While the U.S defense industry adjusts to cuts in U.S. military expenditures and budgets, U.S. defense contractors are looking overseas to boost sales. While U.S. arms companies already generate two-thirds of all overseas arms sales worldwide, they believe there are further opportunities as countries upgrade military technologies.
Two of the largest U.S. military contractors, Boeing and Lockheed Martin, are looking to adjust their sales strategies to sell overseas to make up for the lack of domestic military demand.
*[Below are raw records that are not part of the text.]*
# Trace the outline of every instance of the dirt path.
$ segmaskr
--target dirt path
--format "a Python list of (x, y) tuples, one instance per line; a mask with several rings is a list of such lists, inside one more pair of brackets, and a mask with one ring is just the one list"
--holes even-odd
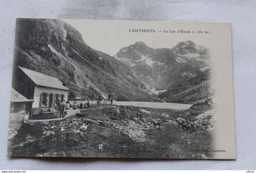
[(113, 104), (117, 106), (133, 106), (136, 107), (151, 107), (157, 109), (169, 109), (184, 110), (190, 108), (192, 104), (173, 103), (146, 102), (146, 101), (116, 101)]

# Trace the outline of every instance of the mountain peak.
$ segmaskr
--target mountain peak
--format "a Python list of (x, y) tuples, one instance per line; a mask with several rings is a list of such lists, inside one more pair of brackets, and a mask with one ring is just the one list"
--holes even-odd
[(143, 41), (136, 41), (134, 44), (140, 44), (140, 45), (145, 45), (146, 44)]

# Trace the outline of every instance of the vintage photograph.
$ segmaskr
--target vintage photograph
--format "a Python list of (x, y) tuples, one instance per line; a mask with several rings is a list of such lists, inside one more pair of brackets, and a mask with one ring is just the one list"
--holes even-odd
[(8, 155), (225, 158), (214, 32), (83, 21), (16, 19)]

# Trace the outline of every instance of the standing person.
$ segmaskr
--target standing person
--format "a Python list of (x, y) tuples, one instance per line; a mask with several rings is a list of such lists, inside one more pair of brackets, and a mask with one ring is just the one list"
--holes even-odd
[(62, 103), (62, 104), (60, 106), (60, 113), (61, 118), (64, 117), (64, 109), (65, 109), (65, 105)]
[(111, 101), (111, 106), (113, 106), (113, 98), (111, 98), (110, 101)]
[(57, 111), (60, 112), (60, 103), (59, 101), (57, 102)]
[(108, 94), (108, 103), (109, 103), (109, 104), (110, 104), (110, 100), (111, 100), (111, 98), (112, 98), (112, 97), (111, 96), (111, 95), (110, 94)]

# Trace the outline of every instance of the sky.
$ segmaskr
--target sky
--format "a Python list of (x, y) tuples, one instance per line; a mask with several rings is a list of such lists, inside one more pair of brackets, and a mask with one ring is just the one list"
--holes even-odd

Lockheed Martin said they wish to grow overseas sales from 13 percent of its current revenues to 20 percent.
Last April, Defense Secretary Robert Gates called for export-control reform that could help with the domestic industry’s effort to expand international sales, according to Lockheed Martin’s Chief Financial Officer Bruce Tanner, as reported by the Washington Post.
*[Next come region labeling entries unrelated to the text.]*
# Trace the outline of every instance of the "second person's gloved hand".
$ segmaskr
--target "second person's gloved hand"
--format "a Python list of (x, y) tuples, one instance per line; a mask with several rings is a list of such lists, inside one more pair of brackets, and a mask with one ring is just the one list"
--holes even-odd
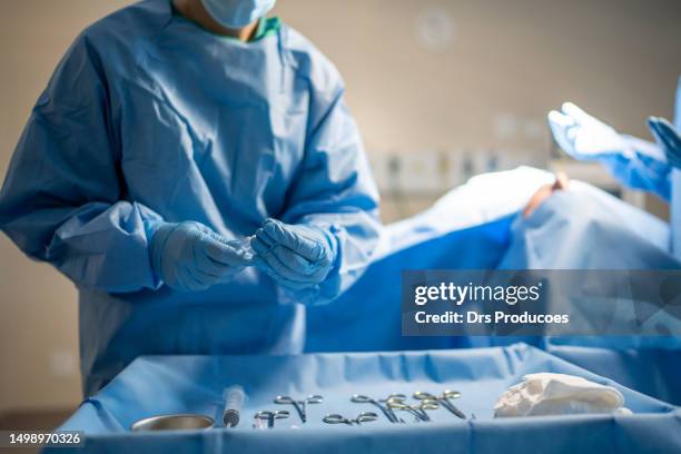
[(241, 241), (227, 240), (195, 221), (160, 225), (151, 236), (150, 256), (156, 275), (185, 292), (204, 290), (253, 261)]
[(549, 126), (557, 145), (575, 159), (616, 159), (628, 148), (618, 131), (572, 102), (549, 112)]
[(329, 233), (307, 225), (267, 219), (250, 246), (257, 264), (280, 285), (304, 289), (324, 282), (336, 260), (337, 240)]
[(664, 118), (650, 117), (648, 127), (660, 148), (664, 151), (667, 160), (681, 169), (681, 137), (677, 129)]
Boeing recently reached a deal with Saudi Arabia for sale of seven dozen F-15 fighter jets, estimated at $30 billion according to the Wall Street Journal. The deal keeps Boeing’s St. Louis defense division viable for years to come, analysts said. Boeing is also hoping to grow its mature military aircraft lines that are being upgraded with the latest digital electronics and precision-guided munitions. The company has already booked sales of its widely admired C-17 jet airlifter in Europe, the Middle East and India. India committed to a multi-billion-dollar purchase of the planes and is expected to purchase Boeing’s P-8 maritime patrol planes, AH-64 Apache attack helicopters, CH-47 Chinook helicopters and, potentially, F/A-18 fighters.
Lockheed Martin is selling its F-16 fighter to numerous countries overseas, even though its successor, the F-35 Joint Strike Fighter, enters serial production. Lockheed executives are hoping to keep the price tag of the popular F-35 variant at $60 million the same price charged for the newest version of the F-16. If successful, Lockheed Martin believes the sales potential of the tri-service program could approach 6,000 planes, making it by far the biggest weapons program in history, according to the Lexington Institute.
Lockheed Martin also sells the redesigned C-130J propeller-driven airlifter—the most popular military cargo plane in the world. This has vast sales potential as the installed base of planes in dozens of countries begins to age.
For Raytheon, more than a fifth of its sales come from international customers and the company’s management believes that could grow to a third in the near future.